Has the end of the Cold War created a new world order? Has the fall of the Berlin Wall inaugurated a new Europe? Has 9/11 changed our world and the character of our democracies forever? Are we facing a ‘clash of cultures’ in the Middle East? Is American power declining and being replaced by new players on the world stage?

This MSc allows you to explore such questions critically and analytically while discovering how the recent past shaped the modern world. You will gain a comprehensive understanding of the increasingly global experience of humankind in the twentieth and twenty-first centuries. A specialised methodological and historiographical course will help you appreciate the distinctiveness of contemporary history; its use of radio, television, film, and internet-based sources such as Wikileaks; and its methodology. This rigorous skills training will be supplemented by a variety of topical, specialised options, covering virtually every distinctive approach to history (e.g. political, social and economic) and every region on the globe, underlining the increasing globalisation of our recent past.

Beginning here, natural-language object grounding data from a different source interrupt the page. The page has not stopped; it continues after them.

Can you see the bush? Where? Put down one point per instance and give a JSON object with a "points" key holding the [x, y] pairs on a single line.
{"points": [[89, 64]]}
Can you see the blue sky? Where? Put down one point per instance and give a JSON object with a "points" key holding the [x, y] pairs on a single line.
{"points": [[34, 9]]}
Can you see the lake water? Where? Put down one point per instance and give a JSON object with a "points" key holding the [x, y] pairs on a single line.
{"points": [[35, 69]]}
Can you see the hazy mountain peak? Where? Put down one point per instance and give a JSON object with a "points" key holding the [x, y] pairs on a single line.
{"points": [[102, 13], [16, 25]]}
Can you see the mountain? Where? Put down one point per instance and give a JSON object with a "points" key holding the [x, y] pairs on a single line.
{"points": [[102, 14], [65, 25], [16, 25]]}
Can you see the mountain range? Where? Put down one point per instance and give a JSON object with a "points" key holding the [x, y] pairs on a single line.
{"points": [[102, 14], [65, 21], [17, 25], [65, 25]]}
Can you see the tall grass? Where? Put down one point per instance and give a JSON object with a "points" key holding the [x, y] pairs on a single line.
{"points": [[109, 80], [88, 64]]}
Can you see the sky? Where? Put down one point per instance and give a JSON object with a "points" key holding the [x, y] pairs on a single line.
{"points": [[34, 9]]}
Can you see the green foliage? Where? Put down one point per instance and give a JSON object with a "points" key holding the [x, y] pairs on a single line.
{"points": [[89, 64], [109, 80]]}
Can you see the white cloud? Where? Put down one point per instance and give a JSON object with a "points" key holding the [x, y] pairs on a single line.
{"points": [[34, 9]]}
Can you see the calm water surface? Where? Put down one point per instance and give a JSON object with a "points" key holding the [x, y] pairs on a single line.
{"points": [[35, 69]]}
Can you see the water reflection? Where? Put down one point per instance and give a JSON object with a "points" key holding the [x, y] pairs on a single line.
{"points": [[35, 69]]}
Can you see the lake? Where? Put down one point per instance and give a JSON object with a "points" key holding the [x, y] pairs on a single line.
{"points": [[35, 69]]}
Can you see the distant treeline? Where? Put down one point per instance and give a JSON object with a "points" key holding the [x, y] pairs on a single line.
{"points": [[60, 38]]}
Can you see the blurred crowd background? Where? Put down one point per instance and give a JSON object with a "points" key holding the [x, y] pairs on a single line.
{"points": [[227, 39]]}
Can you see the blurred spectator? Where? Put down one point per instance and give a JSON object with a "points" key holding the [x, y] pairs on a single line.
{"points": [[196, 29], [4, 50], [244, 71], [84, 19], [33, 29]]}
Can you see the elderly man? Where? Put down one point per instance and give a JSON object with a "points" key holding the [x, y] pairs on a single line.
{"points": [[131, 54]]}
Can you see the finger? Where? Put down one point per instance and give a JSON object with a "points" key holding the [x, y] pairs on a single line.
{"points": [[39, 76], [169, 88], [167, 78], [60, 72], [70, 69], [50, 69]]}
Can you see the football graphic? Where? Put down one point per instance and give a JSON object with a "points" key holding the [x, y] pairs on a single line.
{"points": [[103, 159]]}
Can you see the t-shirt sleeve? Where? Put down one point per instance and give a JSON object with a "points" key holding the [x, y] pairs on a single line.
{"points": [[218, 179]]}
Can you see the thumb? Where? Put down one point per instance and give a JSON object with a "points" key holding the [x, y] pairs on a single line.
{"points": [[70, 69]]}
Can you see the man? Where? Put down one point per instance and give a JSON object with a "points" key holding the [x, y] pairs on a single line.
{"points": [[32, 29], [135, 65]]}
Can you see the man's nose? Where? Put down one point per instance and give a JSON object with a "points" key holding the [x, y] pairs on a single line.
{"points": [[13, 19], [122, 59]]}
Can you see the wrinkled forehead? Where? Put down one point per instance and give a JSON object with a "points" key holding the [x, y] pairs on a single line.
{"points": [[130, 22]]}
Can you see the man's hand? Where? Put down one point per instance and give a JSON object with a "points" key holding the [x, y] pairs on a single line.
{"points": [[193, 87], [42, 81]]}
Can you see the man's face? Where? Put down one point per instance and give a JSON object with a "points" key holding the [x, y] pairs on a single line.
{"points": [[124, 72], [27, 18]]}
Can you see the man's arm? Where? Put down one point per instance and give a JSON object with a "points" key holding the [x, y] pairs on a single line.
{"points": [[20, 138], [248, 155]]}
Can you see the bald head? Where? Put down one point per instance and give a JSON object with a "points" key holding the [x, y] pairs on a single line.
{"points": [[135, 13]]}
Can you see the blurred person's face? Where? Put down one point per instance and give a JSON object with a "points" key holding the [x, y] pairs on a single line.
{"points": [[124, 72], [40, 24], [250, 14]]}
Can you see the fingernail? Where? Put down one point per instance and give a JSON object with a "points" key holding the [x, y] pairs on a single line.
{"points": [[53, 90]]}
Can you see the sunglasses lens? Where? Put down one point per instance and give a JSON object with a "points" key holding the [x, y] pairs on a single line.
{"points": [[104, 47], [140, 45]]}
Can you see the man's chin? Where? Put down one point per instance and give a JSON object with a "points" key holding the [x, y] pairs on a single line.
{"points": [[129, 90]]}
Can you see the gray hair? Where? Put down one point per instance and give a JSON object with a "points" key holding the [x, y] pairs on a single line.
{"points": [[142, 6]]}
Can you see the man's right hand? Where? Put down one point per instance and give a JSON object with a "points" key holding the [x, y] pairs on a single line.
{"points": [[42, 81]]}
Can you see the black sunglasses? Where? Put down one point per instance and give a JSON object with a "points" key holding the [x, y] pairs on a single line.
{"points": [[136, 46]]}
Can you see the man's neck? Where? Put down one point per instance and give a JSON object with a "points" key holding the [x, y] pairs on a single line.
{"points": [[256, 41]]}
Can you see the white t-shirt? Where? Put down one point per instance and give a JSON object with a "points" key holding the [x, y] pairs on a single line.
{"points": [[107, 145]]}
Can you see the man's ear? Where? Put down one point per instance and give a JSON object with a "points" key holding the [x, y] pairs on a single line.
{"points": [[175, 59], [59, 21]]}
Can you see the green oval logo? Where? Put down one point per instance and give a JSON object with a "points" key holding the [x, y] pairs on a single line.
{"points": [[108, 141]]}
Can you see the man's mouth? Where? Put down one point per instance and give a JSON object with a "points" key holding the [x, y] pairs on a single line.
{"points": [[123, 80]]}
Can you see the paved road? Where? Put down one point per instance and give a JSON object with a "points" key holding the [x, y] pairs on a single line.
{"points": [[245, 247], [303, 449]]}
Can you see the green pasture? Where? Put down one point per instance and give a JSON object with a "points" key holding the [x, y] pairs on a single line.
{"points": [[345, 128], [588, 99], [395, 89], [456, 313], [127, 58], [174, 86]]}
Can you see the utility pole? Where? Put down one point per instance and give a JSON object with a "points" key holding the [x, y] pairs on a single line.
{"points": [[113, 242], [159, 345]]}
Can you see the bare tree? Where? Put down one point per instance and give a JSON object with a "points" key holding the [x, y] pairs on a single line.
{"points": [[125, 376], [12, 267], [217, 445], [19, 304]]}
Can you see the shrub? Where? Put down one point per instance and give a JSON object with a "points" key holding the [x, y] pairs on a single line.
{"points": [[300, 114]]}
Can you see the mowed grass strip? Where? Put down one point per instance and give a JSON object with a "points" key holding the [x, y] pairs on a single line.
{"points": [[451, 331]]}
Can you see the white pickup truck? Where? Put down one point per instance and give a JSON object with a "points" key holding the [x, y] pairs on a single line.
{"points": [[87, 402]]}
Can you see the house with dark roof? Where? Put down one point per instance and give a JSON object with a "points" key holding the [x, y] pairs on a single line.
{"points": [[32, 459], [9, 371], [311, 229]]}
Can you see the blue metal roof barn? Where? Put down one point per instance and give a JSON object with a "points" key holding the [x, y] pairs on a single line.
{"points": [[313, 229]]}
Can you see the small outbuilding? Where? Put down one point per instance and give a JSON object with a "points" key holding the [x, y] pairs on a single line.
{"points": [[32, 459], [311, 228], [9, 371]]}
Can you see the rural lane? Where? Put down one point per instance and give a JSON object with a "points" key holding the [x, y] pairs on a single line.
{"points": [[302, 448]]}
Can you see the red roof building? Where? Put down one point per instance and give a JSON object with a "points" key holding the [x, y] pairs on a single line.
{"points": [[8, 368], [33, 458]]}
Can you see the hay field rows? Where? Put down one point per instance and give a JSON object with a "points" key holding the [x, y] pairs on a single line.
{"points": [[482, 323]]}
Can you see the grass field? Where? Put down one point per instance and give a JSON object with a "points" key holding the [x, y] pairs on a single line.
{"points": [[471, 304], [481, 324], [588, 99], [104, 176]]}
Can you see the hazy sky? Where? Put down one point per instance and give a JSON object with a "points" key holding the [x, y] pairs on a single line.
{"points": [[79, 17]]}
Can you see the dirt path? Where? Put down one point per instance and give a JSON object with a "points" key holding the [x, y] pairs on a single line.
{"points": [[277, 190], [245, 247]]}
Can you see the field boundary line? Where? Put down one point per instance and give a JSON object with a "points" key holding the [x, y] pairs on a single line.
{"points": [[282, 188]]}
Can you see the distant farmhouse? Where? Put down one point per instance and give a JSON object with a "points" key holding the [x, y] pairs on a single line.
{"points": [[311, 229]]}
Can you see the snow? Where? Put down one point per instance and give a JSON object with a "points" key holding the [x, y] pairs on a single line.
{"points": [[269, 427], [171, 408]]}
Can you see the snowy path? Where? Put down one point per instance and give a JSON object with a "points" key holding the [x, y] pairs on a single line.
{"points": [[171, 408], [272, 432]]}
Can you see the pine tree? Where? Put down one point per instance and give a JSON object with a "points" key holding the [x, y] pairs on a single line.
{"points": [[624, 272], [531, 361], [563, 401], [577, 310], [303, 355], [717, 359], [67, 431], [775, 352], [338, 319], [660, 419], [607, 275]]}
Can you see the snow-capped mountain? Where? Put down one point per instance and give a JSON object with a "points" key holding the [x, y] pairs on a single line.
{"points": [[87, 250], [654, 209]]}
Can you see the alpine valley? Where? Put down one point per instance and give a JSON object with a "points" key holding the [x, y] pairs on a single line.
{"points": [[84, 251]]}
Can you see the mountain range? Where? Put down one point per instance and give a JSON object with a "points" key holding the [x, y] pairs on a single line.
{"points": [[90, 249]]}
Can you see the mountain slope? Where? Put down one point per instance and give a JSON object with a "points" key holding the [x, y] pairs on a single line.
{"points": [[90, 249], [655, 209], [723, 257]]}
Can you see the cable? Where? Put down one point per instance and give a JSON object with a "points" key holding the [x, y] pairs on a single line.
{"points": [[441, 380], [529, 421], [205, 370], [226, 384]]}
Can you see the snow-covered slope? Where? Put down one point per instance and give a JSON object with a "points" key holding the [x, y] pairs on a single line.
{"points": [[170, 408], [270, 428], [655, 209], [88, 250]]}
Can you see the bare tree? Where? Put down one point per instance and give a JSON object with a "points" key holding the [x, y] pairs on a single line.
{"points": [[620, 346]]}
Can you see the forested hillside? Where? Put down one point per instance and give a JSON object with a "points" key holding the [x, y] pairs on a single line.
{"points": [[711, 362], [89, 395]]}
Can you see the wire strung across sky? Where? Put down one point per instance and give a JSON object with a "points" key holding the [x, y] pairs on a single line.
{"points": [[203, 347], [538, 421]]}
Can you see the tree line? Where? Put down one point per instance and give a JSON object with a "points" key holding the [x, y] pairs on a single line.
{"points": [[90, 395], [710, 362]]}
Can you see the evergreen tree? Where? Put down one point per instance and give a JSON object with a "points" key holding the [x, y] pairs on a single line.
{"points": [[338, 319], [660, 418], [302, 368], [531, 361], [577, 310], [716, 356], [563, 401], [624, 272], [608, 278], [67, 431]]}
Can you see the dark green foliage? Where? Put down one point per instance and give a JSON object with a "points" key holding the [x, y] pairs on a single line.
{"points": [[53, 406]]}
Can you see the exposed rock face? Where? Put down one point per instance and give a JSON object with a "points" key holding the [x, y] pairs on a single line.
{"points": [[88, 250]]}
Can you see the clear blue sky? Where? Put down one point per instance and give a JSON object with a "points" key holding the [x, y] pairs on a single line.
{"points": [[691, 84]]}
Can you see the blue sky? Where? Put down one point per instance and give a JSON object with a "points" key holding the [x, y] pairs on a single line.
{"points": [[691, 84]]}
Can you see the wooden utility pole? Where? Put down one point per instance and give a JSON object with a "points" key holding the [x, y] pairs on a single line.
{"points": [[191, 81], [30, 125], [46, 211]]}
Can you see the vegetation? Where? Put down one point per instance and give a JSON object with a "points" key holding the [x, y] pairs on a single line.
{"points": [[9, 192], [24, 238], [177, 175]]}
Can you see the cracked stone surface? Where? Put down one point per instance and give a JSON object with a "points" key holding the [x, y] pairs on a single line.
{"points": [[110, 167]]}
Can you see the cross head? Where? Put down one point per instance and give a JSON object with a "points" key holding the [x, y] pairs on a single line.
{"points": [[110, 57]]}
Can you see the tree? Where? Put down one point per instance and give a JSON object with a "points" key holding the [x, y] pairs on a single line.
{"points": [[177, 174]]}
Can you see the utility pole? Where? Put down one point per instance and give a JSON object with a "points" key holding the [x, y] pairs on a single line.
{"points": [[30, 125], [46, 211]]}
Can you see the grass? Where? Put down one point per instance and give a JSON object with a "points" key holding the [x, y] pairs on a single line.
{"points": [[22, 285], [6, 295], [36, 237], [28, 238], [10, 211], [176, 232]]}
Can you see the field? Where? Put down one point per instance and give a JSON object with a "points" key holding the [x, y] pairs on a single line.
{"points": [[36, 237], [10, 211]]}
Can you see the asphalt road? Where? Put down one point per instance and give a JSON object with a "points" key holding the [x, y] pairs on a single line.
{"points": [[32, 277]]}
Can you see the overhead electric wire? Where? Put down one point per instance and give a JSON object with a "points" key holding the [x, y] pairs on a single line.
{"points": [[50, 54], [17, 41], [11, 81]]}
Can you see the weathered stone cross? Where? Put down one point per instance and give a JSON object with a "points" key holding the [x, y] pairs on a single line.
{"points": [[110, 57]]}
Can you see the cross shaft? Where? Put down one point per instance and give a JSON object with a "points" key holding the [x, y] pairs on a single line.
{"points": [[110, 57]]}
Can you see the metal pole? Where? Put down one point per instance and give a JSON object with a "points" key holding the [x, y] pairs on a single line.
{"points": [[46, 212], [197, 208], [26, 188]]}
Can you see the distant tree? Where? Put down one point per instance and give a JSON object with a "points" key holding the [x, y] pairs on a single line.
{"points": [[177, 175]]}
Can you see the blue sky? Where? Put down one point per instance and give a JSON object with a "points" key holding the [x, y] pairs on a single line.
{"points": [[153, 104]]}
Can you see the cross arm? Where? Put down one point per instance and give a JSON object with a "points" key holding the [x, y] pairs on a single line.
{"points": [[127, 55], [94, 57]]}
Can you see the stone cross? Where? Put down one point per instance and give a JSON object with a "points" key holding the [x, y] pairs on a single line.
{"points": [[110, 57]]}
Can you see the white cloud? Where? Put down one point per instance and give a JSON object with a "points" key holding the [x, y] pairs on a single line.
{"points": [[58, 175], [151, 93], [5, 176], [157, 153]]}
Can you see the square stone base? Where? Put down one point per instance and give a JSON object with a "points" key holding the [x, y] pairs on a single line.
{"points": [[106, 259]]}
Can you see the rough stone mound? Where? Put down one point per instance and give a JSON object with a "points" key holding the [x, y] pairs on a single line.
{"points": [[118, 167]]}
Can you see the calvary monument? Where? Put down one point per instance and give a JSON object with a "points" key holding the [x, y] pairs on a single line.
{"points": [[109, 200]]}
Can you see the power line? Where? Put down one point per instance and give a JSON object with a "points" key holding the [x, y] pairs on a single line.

The MSc makes use of Edinburgh’s unique archival and bibliographical resources – the National Archives of Scotland, the National Library of Scotland, the University’s library and archives – and is enriched by the city’s key role in current British politics. Additionally, with our close association to the Centre for the Study of Modern and Contemporary History, Edinburgh is a wonderful environment for contemporary scholarship.

Programme structure

The programme combines methodological and substantive courses with intensive student participation. The analysis of diverse primary source material is essential, as is situating research findings within an established historiographical tradition. You will complete three compulsory courses and select a further three options from a wide range on offer. You will also complete a dissertation.

The compulsory courses are:

  • Historical Methodology
  • Historical Research: Skills and Sources
  • Introduction to Contemporary History

Option courses previously offered include those listed below. Option courses change from year to year and those available when you start your studies may be different from those shown in the list:

  • Conservatism in the United States, c.1930-c.1990
  • The Civil Rights Movement
  • Themes in American Historiography
  • The United States and the Cold War
  • War and Identities in Twentieth Century Britain and Ireland
  • History as Romance, Profession, Critique: Theory and Scholarship in the West, 1835 to 1985
  • Cinema and Society in South Asia, 1947-Present
  • Genocide in Contemporary History
  • Thinking the 20th Century - Hannah Arendt and the breakdown of European Civilization
  • Citizens and Subjects: concepts of citizenship in modern African intellectual history
  • The Germans and the East: Myth, Migration and Empire 1795 - 1970
  • The British Empire in Political Thought
  • Revolutions in Modern Europe
  • Gender, Crime and Deviancy: Britain c. 1860-1960

Career opportunities

This is an advanced qualification, valued and respected by employers and also suitable as preparation for a PhD and a long-term academic career. The combination of skills training, specialised seminars, and independent research provides you with transferable skills that will be beneficial whatever path you choose.

Graduates work in related areas such as museums, policy think-tanks, national and international civil services, non-governmental organisations, galleries, libraries and historic trusts. Others enter business, media, public administration or marketing.